Удильщик протестующе замахал удочкой:
— Да нет же, Сова, не то! Кашалот на лесной поляне — что тут необычайного?
— Уважаемая Коза, мы бы рады вам помочь, но… — Кашалот развел ластами. — Но, как назло, именно сегодня у нас не происходит ничего особенного. Обыкновенное деловое заседание — обсуждаем, как лучше вырастить наших питомцев и как их защи…
— Каких питомцев? — перебила Коза.
— Да вот они, — Гепард протянул лапу, любуйтесь.
Коза заглянула в теплицу и ахнула:
— Ого! А вы говорите — ничего особенного. Немедленно пишу продолжение! Тишина, идет запись… — она опять включила магнитофон и продолжила репортаж с того места, на каком прервалась: — Я подняла голову и онемела… Прямо передо мной — стройные ряды изумрудных ростков! И это в разгар зимы, в трескучий мороз, когда снег хрустит под копытами, а пар от дыхания оседает инеем на шерсти, обрамляющей рот!
— А говорит — онемела, — пробормотала Сова. — Слова-то сыпет, как по-писаному. Видать, в этих… в генах у ей все записано.
— Сколько их здесь, зеленых посланцев весны — наверное, сотни! — воскликнула Коза патетически и, наклонившись к Кашалоту, прошептала: — Скажите «Наши питомцы».
— Я? — растеряно переспросил Кашалот.
— Вы, вы, — в микрофон, пожалуйста.
Кашлянув, Кашалот произнес деревянным голосом:
— Наши питомцы…
— Ласково и в то же время с гордостью говорит о них председатель КОАППа Кашалот, — подхватила Коза. — Это крупный мужчина с крутым высоким лбом, изобличавшим ум и многое другое.
— Наконец-то вас изобличили, дорогой Кашалот, — шепнул Гепард.
— Скажите, пожалуйста, — продолжала Коза, — эти ростки, — так и хочется назвать их «ростками нового», — очевидно, капустная рассада? Этот вопрос я адресую одному из действительных членов КОАППа — глубокоуважаемой Сове.
— Кто о чем, а Коза о капусте… Елочки это, милая!
— Елочки?! Как-то не очень похоже. Я думала, что…
— Что нет елок без иголок? — вставила Стрекоза. — Угадала? Так ведь это только всходы.

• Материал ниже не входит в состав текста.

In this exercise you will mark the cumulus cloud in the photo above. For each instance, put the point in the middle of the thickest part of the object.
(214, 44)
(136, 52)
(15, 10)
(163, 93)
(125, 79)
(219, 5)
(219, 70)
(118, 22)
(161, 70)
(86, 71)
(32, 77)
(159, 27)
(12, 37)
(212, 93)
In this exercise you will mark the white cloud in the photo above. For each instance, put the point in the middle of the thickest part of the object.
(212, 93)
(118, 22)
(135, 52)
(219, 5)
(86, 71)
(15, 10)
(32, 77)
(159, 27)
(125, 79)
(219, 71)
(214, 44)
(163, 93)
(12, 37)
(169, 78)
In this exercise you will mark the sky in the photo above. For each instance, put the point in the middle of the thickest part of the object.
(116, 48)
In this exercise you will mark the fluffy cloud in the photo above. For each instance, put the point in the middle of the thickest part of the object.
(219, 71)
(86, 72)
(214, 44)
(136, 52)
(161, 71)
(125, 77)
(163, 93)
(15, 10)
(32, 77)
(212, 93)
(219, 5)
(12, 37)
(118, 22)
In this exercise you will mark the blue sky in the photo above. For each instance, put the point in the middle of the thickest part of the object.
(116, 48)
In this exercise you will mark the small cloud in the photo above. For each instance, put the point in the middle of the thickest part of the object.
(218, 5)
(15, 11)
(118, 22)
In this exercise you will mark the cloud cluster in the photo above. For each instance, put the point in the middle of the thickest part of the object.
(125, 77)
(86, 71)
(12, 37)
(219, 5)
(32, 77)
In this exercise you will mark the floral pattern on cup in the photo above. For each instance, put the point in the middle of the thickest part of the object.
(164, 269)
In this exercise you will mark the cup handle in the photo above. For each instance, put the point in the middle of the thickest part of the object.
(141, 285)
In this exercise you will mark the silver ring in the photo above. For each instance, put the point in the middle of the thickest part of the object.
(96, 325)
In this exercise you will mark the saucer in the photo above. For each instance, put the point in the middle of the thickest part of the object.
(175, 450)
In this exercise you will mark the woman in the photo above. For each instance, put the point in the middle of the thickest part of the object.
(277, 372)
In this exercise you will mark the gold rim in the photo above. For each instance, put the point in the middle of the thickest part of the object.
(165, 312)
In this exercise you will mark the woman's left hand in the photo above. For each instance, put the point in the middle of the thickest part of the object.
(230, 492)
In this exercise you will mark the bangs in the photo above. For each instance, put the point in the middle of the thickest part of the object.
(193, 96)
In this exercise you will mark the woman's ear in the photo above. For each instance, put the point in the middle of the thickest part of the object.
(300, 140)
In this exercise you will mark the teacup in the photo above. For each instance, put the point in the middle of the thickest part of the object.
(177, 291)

— То-то и оно, — поддержала Сова. — Дай срок, все у них будет — и ствол, и корни, и ветки, и иголки… все что у елок на роду написано… То есть, чего я говорю-то, — спохватилась она, — это прежде так сказывали, а теперича, слышь, надо называть по-ученому: в генах! Все там записано — вроде как на пленке магнитной, что в кассетнике твоем крутится: каким манером расти, в кого вырасти, как, значит, жить… И у тебя все в генах.
Коза замотала головой:
— Ну уж нет, я сама знаю, как мне жить и как расти, особенно по службе. Хорошо, а что же вы собираетесь делать со своими питомцами? Я подношу микрофон к большой зубастой пасти небольшой черной рыбы, обладательницы длинной удочки, на конце которой светится фонарик… Простите, ваше имя?
— Удильщик. Что мы собираемся делать? Весной, где-нибудь в середине апреля, высадим елочки в открытый грунт… — отойдя шагов на десять, Удильщик оказался в лиственной рощице. — Вот сюда — здесь им будет обеспечен заботливый уход нянь.